The beauty of Strange Circus lies in the centring of a trans man’s narrative about his body and its traumas. Palmer writes that “the transsexual, on account of his gender ambiguity and his recourse to reconstructive surgery, is vilified on occasion as erasing the division between nature and culture, and scarily heralding the emergence of a world of ‘indifferent creatures, androgynous and hermaphrodite.'” Usually, at least before the 2000s and more so in the 2010s, trans characters were either not explicit in horror or they were coded as monstrous. Julia Kristeva’s theory about abjection is useful here, too. She writes: “It is not lack of cleanliness or health that causes abjection but what disturbs identity, system, order. What does not respect borders, positions, rules. The in–between, the ambiguous, the composite.” In most horror films featuring trans characters up until the mid-2000s, trans bodies were the abject that disturbed identity, system, and order in heteronormative society, seemingly doing away with all the borders, positions, and rules prescribed by hetero-patriarchal values.
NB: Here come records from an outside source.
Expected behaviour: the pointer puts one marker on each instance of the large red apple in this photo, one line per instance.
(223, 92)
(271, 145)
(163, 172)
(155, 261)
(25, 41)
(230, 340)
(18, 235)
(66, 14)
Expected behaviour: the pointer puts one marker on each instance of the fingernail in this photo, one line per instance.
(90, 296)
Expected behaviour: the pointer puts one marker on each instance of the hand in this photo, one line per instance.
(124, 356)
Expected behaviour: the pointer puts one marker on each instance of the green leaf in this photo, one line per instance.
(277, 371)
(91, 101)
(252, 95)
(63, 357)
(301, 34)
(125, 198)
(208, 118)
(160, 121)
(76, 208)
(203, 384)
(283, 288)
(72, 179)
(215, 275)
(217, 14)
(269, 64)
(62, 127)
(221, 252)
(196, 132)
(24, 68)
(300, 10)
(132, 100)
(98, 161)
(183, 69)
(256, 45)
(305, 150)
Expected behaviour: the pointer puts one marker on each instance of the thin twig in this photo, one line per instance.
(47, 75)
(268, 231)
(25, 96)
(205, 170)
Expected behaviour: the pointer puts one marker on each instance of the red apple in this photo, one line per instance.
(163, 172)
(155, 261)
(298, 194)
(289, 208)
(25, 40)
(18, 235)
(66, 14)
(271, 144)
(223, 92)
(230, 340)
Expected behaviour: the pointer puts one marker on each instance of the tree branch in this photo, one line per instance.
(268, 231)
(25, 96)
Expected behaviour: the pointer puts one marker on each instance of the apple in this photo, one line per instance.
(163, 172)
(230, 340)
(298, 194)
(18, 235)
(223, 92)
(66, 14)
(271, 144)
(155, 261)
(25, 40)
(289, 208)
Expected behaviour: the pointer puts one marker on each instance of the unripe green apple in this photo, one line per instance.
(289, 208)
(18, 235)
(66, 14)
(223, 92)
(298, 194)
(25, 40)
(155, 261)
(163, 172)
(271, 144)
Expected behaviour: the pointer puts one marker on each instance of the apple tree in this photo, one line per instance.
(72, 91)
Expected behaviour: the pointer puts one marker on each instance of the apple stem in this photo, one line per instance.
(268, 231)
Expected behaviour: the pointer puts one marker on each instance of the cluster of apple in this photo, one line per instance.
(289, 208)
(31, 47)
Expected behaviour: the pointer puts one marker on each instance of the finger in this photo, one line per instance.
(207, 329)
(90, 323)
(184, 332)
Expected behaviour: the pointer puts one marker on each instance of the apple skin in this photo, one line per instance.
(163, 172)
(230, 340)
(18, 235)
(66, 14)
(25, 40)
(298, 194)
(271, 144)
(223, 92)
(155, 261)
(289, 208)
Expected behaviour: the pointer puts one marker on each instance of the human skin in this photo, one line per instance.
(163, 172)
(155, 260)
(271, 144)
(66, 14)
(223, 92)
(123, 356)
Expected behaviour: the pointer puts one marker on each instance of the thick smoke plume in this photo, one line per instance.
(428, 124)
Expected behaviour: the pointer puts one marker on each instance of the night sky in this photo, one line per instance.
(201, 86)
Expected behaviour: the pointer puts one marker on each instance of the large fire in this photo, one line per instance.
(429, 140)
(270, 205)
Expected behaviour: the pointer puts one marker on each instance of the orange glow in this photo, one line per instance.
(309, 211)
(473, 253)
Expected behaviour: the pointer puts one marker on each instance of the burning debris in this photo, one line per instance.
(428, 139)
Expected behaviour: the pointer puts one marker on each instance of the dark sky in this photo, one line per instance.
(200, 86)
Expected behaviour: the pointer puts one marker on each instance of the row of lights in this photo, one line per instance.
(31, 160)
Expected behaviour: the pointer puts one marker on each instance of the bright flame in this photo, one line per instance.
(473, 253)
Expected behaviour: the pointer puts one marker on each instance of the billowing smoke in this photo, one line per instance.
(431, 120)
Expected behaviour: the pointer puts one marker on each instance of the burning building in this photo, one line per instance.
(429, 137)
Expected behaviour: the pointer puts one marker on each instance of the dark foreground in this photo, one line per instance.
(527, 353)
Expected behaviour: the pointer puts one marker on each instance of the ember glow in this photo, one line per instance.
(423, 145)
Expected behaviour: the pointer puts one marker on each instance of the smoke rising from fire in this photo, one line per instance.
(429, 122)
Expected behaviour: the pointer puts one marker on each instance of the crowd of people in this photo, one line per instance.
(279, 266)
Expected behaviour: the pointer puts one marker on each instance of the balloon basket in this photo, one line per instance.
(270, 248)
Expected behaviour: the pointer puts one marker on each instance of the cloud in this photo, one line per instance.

Sometimes there weren’t even any trans characters and trans viewers had to find themselves, and their bodies, within the horror genre by way of decoding. Islay Burgess, paraphrasing Alice Collins writing for Bloody Disgusting, states that “trans viewers have been forced to learn to decode media because mainstream media has long told us that trans subjects were not welcome.” In Sono’s Strange Circus, there is no decoding necessary. Yuji is a trans man. The only mystery about him is the narrative’s twists and turns to get us to the big revelation near the end. He’s openly allowed to assert himself and to faithfully reconstruct the narrative of his life that his mother attempted to disrupt with her own false narrative.
Yuji tells the body modification group he visits that “scars are flowers” then goes on to say: “My body is a vase. My heart is a flower. I wanted my body to match it.” After this, he bears his top surgery scars, unseen to the audience, to his new friends in the group. Taeko, formerly known as Sayuri, uses her written narrative in order to construct a lie that makes her feel better considering everything she allowed her son to go through when he was still living as Mitsuko. Sayuri uses a new identity for the purposes of a nefarious concealment, whereas Yuji becomes the identity he wants in order to reinvent himself in the image he sees. Yuji’s body itself becomes the narrative. The importance of Strange Circus is in how Yuji’s allowed to properly reconstruct his family’s Gothic history to tell the truth and to tell the story of his true male identity’s foundation.